HARCOURT. Que el cielo libre a Su Majestad de enemigos; y cuando se levanten contra usted, que caigan como aquellos de quienes vengo a hablarle. El Conde de Northumberland y el Lord Bardolph, con un gran poder de ingleses y escoceses, han sido derrotados por el alguacil de Yorkshire. El modo y el verdadero orden de la batalla, este paquete, si le place, lo contiene en detalle.

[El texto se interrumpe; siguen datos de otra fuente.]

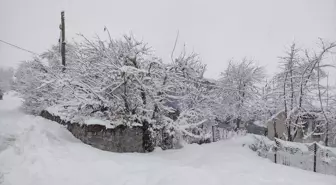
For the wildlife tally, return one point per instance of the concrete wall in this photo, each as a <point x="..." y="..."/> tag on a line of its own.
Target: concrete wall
<point x="119" y="139"/>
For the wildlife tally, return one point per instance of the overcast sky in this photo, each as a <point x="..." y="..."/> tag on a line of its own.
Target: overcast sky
<point x="216" y="29"/>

REY. ¿Y por qué habrían de enfermarme estas buenas noticias? ¿Acaso la Fortuna nunca viene con ambas manos llenas, sino que escribe sus bellas palabras siempre con las letras más feas? O da apetito y no comida—tal es la suerte de los pobres, sanos; o da un banquete y quita el apetito—tal es la de los ricos, que tienen abundancia y no la disfrutan. Debería alegrarme ahora con estas felices noticias, y ahora mi vista falla y mi mente se marea. ¡Ay de mí! Acérquense, que me siento muy mal.

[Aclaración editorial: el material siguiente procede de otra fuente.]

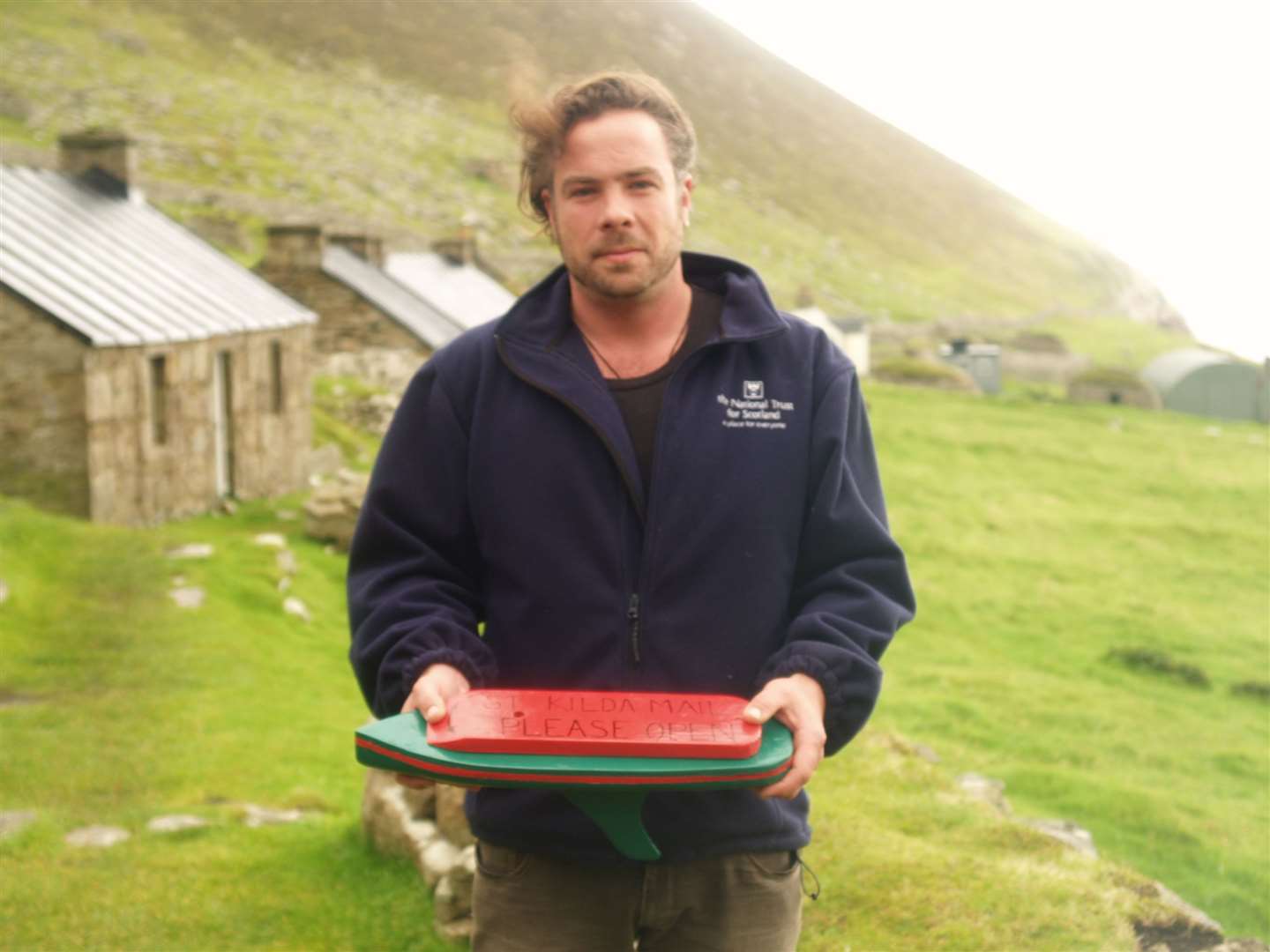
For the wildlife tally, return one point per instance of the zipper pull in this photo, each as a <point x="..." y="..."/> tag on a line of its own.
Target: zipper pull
<point x="632" y="614"/>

GLOUCESTER. ¡Ánimo, Majestad!

CLARENCE. ¡Oh, mi real padre!

WESTMORELAND. Mi soberano señor, anímese, levante la vista.

WARWICK. Sean pacientes, príncipes; saben bien que estos ataques son muy habituales en Su Alteza. Aléjense de él, denle aire; pronto estará bien.

CLARENCE. No, no, no podrá resistir mucho estos dolores. El incesante cuidado y trabajo de su mente ha adelgazado tanto el muro que debería contenerla, que la vida se asoma y está por escapar.

GLOUCESTER. El pueblo me teme, pues observa herederos sin padre y nacimientos monstruosos de la naturaleza. Las estaciones cambian sus costumbres, como si el año hubiera encontrado algunos meses dormidos y los hubiera saltado.

CLARENCE. El río ha fluido tres veces, sin marea baja entre medias, y los ancianos, crónicas vivientes del tiempo, dicen que así ocurrió poco antes de que nuestro bisabuelo, Eduardo, enfermara y muriera.

WARWICK. Hablen más bajo, príncipes, que el Rey se recupera.

GLOUCESTER. Esta apoplejía será sin duda su final.

REY. Les ruego que me levanten y me lleven a otra cámara: suavemente, por favor.